States 'Read-only' which merely duplicates the readOnlyHint annotation. Includes 'Navigation property' (OData jargon) without explaining behavioral implications. Fails to disclose pagination behavior, rate limits, or that it returns a collection versus a single entity, despite complex query parameters like fetchAllPages and expandExtendedProperties.

Agents need to know what a tool does to the world before calling it. Descriptions should go beyond structured annotations to explain consequences.

Conciseness2/5

Is the description appropriately sized, front-loaded, and free of redundancy?

Severely undersized for a 14-parameter tool with complex query capabilities. Three short fragments waste space on redundant annotation info ('Read-only') and obscure terminology ('Navigation property') that don't help an agent understand how to invoke the tool effectively.
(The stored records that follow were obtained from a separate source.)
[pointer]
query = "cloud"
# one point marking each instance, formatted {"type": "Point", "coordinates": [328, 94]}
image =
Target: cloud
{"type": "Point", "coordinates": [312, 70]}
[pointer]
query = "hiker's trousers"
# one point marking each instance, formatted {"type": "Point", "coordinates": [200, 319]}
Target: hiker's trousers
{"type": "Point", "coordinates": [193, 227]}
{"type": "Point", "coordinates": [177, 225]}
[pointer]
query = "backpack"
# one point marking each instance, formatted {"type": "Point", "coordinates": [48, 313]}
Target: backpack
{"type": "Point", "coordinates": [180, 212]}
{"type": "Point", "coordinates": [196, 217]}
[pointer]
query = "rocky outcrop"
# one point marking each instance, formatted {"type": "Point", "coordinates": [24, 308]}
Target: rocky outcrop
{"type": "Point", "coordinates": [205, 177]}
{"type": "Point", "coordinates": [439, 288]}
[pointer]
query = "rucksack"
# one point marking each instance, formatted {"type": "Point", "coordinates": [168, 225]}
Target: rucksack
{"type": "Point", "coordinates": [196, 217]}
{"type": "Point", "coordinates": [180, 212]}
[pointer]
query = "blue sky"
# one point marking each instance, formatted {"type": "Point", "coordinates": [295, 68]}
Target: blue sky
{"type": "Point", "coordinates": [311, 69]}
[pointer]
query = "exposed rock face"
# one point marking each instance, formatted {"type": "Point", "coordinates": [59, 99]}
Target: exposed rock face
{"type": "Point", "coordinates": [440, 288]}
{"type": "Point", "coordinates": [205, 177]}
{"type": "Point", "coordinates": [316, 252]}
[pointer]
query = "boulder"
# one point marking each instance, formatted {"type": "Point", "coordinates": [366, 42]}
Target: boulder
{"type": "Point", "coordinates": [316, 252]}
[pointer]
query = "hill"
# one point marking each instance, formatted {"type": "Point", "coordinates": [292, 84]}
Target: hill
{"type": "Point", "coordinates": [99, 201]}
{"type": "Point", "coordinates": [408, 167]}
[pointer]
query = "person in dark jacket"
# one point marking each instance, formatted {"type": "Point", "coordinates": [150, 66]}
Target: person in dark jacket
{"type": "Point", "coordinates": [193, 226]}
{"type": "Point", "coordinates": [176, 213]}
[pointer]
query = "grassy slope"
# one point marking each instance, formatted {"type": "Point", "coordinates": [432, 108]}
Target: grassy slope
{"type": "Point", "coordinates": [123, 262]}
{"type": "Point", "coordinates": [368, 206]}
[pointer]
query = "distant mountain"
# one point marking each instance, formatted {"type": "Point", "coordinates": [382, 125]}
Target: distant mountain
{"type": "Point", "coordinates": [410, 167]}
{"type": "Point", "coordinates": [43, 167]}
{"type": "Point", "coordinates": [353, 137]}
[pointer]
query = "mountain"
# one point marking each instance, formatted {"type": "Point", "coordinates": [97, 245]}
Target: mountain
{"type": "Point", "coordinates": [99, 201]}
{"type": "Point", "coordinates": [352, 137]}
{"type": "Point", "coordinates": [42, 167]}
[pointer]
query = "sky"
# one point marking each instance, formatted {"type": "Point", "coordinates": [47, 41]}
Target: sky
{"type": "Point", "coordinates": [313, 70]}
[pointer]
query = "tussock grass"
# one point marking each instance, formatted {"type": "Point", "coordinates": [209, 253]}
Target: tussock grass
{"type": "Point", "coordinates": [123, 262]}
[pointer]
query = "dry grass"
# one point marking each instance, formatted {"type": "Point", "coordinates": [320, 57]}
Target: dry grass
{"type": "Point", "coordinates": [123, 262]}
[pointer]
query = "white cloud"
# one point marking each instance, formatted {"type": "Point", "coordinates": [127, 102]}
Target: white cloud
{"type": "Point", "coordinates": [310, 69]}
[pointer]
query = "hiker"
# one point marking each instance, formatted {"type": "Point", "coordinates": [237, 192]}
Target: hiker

Shorter descriptions cost fewer tokens and are easier for agents to parse. Every sentence should earn its place.

Completeness2/5

Given the tool's complexity, does the description cover enough for an agent to succeed on first attempt?

Inadequate for tool complexity. With 14 parameters supporting OData-style queries (filter, expand, select, etc.), the description should explain the query pattern or return structure. No output schema exists, yet description doesn't hint at return format or pagination.

Complex tools with many parameters or behaviors need more documentation. Simple tools need less. This dimension scales expectations accordingly.

Parameters3/5

Does the description clarify parameter syntax, constraints, interactions, or defaults beyond what the schema provides?

Schema description coverage is 100%, so baseline applies. Description adds no parameter-specific context (e.g., no explanation of OData-style filtering, timezone handling, or when to use expandExtendedProperties), but schema compensates adequately.

Input schemas describe structure but not intent. Descriptions should explain non-obvious parameter relationships and valid value ranges.

Purpose2/5

Does the description clearly state what the tool does and how it differs from similar tools?

Uses noun phrase 'The events in the calendar' instead of an action verb (e.g., 'List' or 'Retrieve'), failing to clearly state what the tool does. While it identifies the resource, it does not distinguish from sibling tools like list-calendar-events or get-specific-calendar-event.

Agents choose between tools based on descriptions. A clear purpose with a specific verb and resource helps agents select the right tool.

Usage Guidelines1/5

Does the description explain when to use this tool, when not to, or what alternatives exist?

Provides no guidance on when to use this tool versus alternatives (e.g., list-calendar-events vs list-specific-calendar-events). No mention of prerequisites (calendarId requirement) or filtering use cases despite having complex query parameters.

Agents often have multiple tools that could apply. Explicit usage guidance like "use X instead of Y when Z" prevents misuse.